[파이썬] statsmodels 영향력 진단

In many statistical analysis tasks, it is essential to determine the influence or outlier observations in a dataset. These observations can significantly impact the results of our analysis and model performance. The statsmodels library in Python provides powerful tools for diagnosing the influence of data points on regression models.

In this blog post, we will explore various techniques offered by statsmodels for influence diagnostics and demonstrate how to use them with Python code examples.

1. Cook’s Distance

One popular method for measuring the influence of a data point is through Cook’s distance, which evaluates the effect of each observation on the estimated regression coefficients. Higher values of Cook’s distance indicate greater influence of a specific observation on the model.
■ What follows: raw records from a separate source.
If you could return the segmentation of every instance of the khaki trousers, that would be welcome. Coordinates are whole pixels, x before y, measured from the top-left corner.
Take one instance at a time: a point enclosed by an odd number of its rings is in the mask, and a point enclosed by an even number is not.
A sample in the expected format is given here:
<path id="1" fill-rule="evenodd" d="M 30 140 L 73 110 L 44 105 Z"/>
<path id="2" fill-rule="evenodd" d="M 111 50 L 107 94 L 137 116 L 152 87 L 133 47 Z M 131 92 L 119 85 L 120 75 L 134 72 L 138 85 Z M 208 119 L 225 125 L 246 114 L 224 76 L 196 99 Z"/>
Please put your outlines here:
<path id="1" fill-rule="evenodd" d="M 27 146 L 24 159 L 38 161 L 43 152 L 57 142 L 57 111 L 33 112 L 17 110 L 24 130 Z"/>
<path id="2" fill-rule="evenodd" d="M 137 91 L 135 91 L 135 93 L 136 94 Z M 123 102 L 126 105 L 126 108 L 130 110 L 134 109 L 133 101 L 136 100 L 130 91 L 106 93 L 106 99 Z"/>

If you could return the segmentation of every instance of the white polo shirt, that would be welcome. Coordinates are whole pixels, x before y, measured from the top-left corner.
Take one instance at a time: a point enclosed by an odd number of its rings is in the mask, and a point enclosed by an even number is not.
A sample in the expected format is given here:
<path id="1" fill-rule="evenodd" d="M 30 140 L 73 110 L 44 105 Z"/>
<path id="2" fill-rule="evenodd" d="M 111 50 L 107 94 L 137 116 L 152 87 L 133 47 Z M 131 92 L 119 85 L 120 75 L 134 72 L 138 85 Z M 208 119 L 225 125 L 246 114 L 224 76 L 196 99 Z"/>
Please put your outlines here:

To calculate Cook’s distance using statsmodels, we can use the ols function from the statsmodels.formula.api module. Here’s an example:

import statsmodels.formula.api as smf
import pandas as pd

# Read the dataset
data = pd.read_csv('data.csv')

# Fit the linear regression model
model = smf.ols('y ~ x', data=data).fit()

# Calculate Cook's distance
influence = model.get_influence()
d = influence.cooks_distance

# Print the Cook's distance values
print(d)

2. Leverage and Influence

Another important concept in influence diagnostics is the combination of leverage and influence. Leverage measures how much a particular observation deviates from the average of predictor variables, while influence quantifies the impact of an observation on the regression coefficients.

To compute leverage and influence statistics using statsmodels, we can utilize the get_influence().summary_frame() method. Here’s an example:

import statsmodels.api as sm
import pandas as pd

# Read the dataset
data = pd.read_csv('data.csv')

# Add constant to the dataset
data = sm.add_constant(data)

# Fit the linear regression model
model = sm.OLS(data['y'], data[['const', 'x']]).fit()

# Calculate leverage and influence
influence = model.get_influence()
summary_frame = influence.summary_frame()

# Print the leverage and influence statistics
print(summary_frame[['hat_diag', 'cook_d']])

3. DFFITS

DFFITS is a combined measure of both leverage and influence of an observation. It indicates the change in the predicted response value when a particular data point is removed from the analysis. Larger DFFITS values correspond to more influential observations.

Statsmodels provides a convenient method to calculate DFFITS using get_influence().dffits. Here’s an example:

import statsmodels.formula.api as smf
import pandas as pd

# Read the dataset
data = pd.read_csv('data.csv')

# Fit the linear regression model
model = smf.ols('y ~ x', data=data).fit()

# Calculate DFFITS
influence = model.get_influence()
dffits = influence.dffits

# Print the DFFITS values
print(dffits)

Conclusion

In this blog post, we explored the various influence diagnostics techniques provided by statsmodels library in Python. These methods allow us to detect and evaluate the impact of individual observations on our regression models.

By utilizing Cook’s distance, leverage and influence, and DFFITS statistics, we can gain insights into the influential data points and make informed decisions on how to handle them in our analysis.

It is crucial to examine the influence of observations carefully and consider their impact while interpreting regression model results. Incorporating influence diagnostics in our workflow can lead to more accurate and reliable statistical analysis.